目の前にサラダとスープが出された。食してみればなかなかの美味で、ハンバーグが好物の俺は、これは期待できそうだと、どこか浮かれた気分になった。しかし、すぐに冷静になり、冬真を見れば、カトラリー類を上手く使いこなせないどころか、普段使っている物よりも重いそれらを支えきれず、何度もテーブルや床に落とした。その度にギャルソンが拾い、新しい物と交換する。そして、冬真もその度に頭を下げた。あまりにもその頻度が多いので、冬真がカトラリーを落とす度に、俺達は注目を浴び、店内はざわめいた。
「せっかくのイケメンなのに...残念。」
「何か可哀想...」
「あの人…変じゃない?」
冬真を罵る言葉がチラホラと聞こえてきた。
止めてくれ...
何も知らないくせに...
冬真を...俺の冬真を...
罵るなんて...許せない...
もう限界だと感じたのは、俊介さんとほぼ同時で、店を辞そうと互いに目配せをしたとき、冬真は俯き、早くて浅い呼吸を繰り返した。

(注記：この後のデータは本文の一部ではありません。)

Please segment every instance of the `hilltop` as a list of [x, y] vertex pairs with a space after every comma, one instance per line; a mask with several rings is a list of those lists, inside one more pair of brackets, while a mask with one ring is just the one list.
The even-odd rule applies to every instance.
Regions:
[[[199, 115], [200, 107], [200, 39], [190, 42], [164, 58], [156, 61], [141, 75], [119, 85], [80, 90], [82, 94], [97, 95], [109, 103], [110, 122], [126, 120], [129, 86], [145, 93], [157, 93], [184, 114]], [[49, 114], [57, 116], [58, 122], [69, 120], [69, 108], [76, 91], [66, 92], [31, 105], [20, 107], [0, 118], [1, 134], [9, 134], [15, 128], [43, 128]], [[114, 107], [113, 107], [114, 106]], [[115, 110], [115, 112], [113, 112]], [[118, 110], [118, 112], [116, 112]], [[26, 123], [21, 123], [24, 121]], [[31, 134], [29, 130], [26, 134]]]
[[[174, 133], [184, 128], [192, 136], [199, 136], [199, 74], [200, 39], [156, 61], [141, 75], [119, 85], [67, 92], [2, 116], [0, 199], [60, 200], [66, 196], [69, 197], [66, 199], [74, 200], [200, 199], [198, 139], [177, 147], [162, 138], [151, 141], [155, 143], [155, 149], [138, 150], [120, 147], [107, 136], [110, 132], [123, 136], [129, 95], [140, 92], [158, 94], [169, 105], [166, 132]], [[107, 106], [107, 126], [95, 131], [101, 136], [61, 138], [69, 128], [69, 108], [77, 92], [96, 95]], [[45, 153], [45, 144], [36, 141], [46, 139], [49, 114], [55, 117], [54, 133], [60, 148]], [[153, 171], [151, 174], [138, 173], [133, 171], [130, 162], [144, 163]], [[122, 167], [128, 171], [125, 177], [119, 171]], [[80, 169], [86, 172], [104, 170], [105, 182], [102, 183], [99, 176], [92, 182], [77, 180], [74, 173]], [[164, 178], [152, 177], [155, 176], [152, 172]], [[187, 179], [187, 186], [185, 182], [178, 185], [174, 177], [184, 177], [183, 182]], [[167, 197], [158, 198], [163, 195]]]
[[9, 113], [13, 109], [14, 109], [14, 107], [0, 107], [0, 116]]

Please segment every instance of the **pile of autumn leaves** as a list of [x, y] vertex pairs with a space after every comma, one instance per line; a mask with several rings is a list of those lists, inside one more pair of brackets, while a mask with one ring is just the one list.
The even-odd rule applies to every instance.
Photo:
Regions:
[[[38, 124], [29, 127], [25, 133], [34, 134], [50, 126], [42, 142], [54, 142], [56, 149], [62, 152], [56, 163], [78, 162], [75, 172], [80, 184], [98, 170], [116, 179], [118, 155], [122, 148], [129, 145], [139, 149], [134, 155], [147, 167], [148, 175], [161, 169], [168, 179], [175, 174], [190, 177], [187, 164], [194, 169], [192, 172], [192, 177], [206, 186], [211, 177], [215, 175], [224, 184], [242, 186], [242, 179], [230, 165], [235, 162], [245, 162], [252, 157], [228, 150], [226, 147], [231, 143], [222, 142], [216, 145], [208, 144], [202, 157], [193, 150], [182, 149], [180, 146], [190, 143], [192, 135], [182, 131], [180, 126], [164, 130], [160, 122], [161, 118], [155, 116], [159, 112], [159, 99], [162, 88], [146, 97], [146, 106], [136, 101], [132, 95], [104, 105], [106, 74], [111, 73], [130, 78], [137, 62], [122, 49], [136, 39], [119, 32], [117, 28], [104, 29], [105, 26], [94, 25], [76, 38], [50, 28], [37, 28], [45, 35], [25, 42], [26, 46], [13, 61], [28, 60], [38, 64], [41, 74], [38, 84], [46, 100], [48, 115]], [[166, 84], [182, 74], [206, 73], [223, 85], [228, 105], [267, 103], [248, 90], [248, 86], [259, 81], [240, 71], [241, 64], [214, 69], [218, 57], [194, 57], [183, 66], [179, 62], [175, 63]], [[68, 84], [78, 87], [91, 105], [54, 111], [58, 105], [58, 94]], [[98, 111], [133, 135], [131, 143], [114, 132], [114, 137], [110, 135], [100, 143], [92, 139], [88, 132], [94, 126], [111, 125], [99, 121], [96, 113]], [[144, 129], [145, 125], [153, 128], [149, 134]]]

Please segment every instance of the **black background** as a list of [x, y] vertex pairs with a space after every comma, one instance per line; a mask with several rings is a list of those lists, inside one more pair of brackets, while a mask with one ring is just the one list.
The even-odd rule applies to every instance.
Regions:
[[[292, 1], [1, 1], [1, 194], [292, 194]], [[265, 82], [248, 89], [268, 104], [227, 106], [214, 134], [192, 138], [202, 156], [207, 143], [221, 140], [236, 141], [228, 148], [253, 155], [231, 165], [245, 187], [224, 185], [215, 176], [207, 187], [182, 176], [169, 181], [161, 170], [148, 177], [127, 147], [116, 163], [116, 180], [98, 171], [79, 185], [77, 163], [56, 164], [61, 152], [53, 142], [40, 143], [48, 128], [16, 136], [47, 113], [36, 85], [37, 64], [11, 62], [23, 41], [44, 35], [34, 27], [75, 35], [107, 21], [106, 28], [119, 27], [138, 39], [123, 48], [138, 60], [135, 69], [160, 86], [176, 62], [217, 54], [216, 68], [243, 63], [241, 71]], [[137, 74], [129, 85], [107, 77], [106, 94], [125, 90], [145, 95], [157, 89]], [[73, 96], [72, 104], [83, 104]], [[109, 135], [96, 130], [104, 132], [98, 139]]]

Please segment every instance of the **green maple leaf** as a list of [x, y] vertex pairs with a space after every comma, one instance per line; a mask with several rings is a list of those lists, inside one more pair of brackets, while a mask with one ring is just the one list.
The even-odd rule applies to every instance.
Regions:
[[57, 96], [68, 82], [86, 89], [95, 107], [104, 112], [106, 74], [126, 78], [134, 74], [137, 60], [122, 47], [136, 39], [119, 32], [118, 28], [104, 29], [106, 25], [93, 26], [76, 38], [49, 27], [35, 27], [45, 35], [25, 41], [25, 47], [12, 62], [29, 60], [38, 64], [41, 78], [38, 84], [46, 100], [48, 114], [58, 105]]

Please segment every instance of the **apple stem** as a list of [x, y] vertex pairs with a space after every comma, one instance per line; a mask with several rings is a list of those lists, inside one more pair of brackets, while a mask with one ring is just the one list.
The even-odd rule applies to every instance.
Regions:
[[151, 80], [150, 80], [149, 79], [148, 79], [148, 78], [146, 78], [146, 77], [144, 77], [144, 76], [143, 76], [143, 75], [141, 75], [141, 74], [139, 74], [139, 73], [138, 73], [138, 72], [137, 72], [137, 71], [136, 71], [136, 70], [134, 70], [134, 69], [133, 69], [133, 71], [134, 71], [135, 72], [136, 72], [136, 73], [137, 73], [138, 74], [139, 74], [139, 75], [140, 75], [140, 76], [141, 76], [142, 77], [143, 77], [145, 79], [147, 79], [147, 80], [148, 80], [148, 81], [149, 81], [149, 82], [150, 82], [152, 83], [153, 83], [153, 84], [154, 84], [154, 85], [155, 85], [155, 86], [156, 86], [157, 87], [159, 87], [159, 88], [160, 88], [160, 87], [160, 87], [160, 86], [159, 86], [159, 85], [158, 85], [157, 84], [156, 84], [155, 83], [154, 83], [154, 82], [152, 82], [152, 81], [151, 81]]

それから、自身の右手を左腕に乗せた。
「冬真!」
「冬真さん!」
自傷行為の始まりだった。
冬真は爪を立てる様に、右手で左腕を掴んだ。俺と俊介さんは立ち上がり、冬真の右手を左腕を引き離そうとするが、なかなか引き離せない。冬真のどこにこんな力が潜在しているのか、普段の彼からは全く想像出来ないほどの力量だった。それでも何とか右手を左腕から引き離すと、行き場を失った冬真の右手は、すぐそばにあった俺の腕を掴んだ。その力はとても強く、次第に所々血が滲み出した。
俺達の異変に気が付いたディレクトールがやって来て言う。
「さっ、こちらへどうぞ。」
意識を失い掛けている冬真を、俊介さんと挟むよう運び、少しどよめいた店内を後にして、俺達はディレクトールについて行った。